なぜKubernetesが必要なのか?Dockerだけでは解決できない課題

Dockerを使ったコンテナ開発に慣れてくると、いくつかの壁にぶつかります。私自身、個人開発でDockerを使い始めた頃は、これらの課題に直面しました。

スケーリングの課題

アクセスが増えてサーバーが重くなったとき、Dockerだけなら手動でコンテナを増やすしかありません。しかし、手動スケーリングには限界があります:

  • トラフィック急増時の対応が遅れる
  • 深夜や休日の障害対応が困難
  • リソース使用量の最適化が難しい

サービスディスカバリーとロードバランシング

複数のコンテナが動いているとき、それらをどう連携させるかが問題になります:

# 従来の方法:手動でIPアドレスを管理
docker run -d --name web1 -p 8080:80 nginx
docker run -d --name web2 -p 8081:80 nginx
docker run -d --name web3 -p 8082:80 nginx

この方式では、コンテナが停止・再起動するたびにIPアドレスが変わり、手動で設定を更新する必要があります。

ヘルスチェックと自動復旧

Dockerのコンテナが異常終了したとき、自動的に再起動する仕組みはありますが、アプリケーションレベルでの健康状態チェックは限定的です。

じゅんち8

私が本格的にKubernetesを学び始めたきっかけは、個人プロジェクトのLovateアプリでマイクロサービス構成を組もうとした時でした。APIサーバー、フロントエンド、データベースを別々のコンテナで動かそうとしたところ、手動管理の限界を痛感したんです。

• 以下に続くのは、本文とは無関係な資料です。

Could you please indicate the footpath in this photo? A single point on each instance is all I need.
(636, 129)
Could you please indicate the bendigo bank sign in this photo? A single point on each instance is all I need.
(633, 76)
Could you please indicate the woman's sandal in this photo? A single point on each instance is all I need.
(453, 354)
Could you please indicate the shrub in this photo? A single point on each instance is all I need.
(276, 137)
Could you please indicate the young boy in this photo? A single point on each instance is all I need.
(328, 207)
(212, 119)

Kubernetesの基本概念:押さえておくべき6つの要素

Kubernetesは多くの概念で構成されていますが、まずは以下の6つを理解すれば基本的な運用が可能になります。

1. Pod(ポッド)

Kubernetesにおける最小のデプロイ単位です。通常は1つのコンテナを含みますが、密接に連携する複数のコンテナをまとめることもあります。

# Pod の YAML 定義例
apiVersion: v1
kind: Pod
metadata:
  name: nginx-pod
spec:
  containers:
  - name: nginx
    image: nginx:1.20
    ports:
    - containerPort: 80

重要な点は、Podは一時的な存在ということ。停止・削除されることを前提に設計されています。

2. Deployment(デプロイメント)

Podの管理とスケーリングを担当します。「nginxのPodを3つ動かしたい」「新しいバージョンにローリングアップデートしたい」といった要求を実現します。

apiVersion: apps/v1
kind: Deployment
metadata:
  name: nginx-deployment
spec:
  replicas: 3
  selector:
    matchLabels:
      app: nginx
  template:
    metadata:
      labels:
        app: nginx
    spec:
      containers:
      - name: nginx
        image: nginx:1.20
        ports:
        - containerPort: 80

3. Service(サービス)

Podへのアクセス方法を定義します。Podは一時的な存在のため、直接IPアドレスでアクセスするのではなく、Serviceを経由してアクセスします。

apiVersion: v1
kind: Service
metadata:
  name: nginx-service
spec:
  selector:
    app: nginx
  ports:
  - protocol: TCP
    port: 80
    targetPort: 80
  type: ClusterIP

4. Namespace(ネームスペース)

リソースを論理的に分離する仕組みです。開発環境、ステージング環境、本番環境を同じクラスター内で分けて管理できます。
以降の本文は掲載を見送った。